Tuesday, August 10, 2010
Herbs 201 ~ Mod 4, Option 4 ~ Herb Uses (Part I)
Choose two of the emmenagogue herbs we studied and make use of them for medicinal or culinary purposes. Discuss your experience. Be sure to check any contraindications before use.
...It is of an heating and digesting qualitie, and is profitable for the stomacke.
~John Gerald, 1597
Latin Name: Zingiber officinale
Parts Used: Rhizomes, oils
Properties: Is a sweet, pungent, aromatic herb. It can raise perspiration, improve digestion, liver function and ease nausea, vomiting, and coughing. It is a stimulate that can help circulation. A antispasmodic and pain reliever.
Medicinal: Ginger is very popular internally for easing morning sickness, indigestion, colds, coughs and a host of other symptoms. Externally it is commonly used as a antispasmodic to relieve menstrual cramps, spasmodic pain and rheumatism. There is tons of uses within Chinese medicine as well, but my focus is Western medicine right now. I don't want to spread myself out to far yet. Focus on becoming adept at one system first, though I have every intention of delving into both Chinese and Ayurvedic medicine at a later date.
Preparation: I love Ginger tea and I tend to have digestion problems quite often. So I drink ginger to settle my stomach. Here is how I prepare it. I take about 3oz of sliced Ginger and put it in a teapot and pour 2 cups of boiling water over it and cover the pot. I let it steep for 15 to 20 minutes then strain it through a small square of cheese cloth over a mug. Kick back and relax and ya!

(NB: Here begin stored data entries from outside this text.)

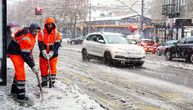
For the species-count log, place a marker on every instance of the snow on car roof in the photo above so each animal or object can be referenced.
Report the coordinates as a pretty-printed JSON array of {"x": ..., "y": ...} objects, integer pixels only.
[{"x": 106, "y": 33}]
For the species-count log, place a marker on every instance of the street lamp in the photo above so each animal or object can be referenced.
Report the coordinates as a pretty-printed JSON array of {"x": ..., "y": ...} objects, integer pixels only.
[{"x": 89, "y": 27}]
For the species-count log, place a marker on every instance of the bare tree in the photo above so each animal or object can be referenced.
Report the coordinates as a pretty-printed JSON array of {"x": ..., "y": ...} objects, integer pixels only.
[{"x": 65, "y": 12}]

Yum!!!
Two of my friends are pregnant right now and I have recommend it to them to combat morning sickness.
Contraindications: Ginger has no known toxic side effects, but some may experience heart burn and too much could cause a reverse effect of what it was intended for, and make the stomach upset. Some folks are sensitive to it's strong tangy taste. There are no known ill effect for pregnant mamas. But I would still suggest staying on the side of caution and using in small doses.
History and Folklore: The Romans brought Ginger west from Asia. It can be found in the Koran and Hindu writings and Confucius mentions it. So it's oldest documented use is dated around 650 BCE. It was brought to Europe by the Roman soldiers where it became second to the pepper in popularity. In the Roman Empire it was used more as a medicinal than culinary herb. The use of Ginger as a medicinal is actually older than it's use as a culinary spice and is one of the few herbs to have almost everyone of it's medicinal claims verified scientifically.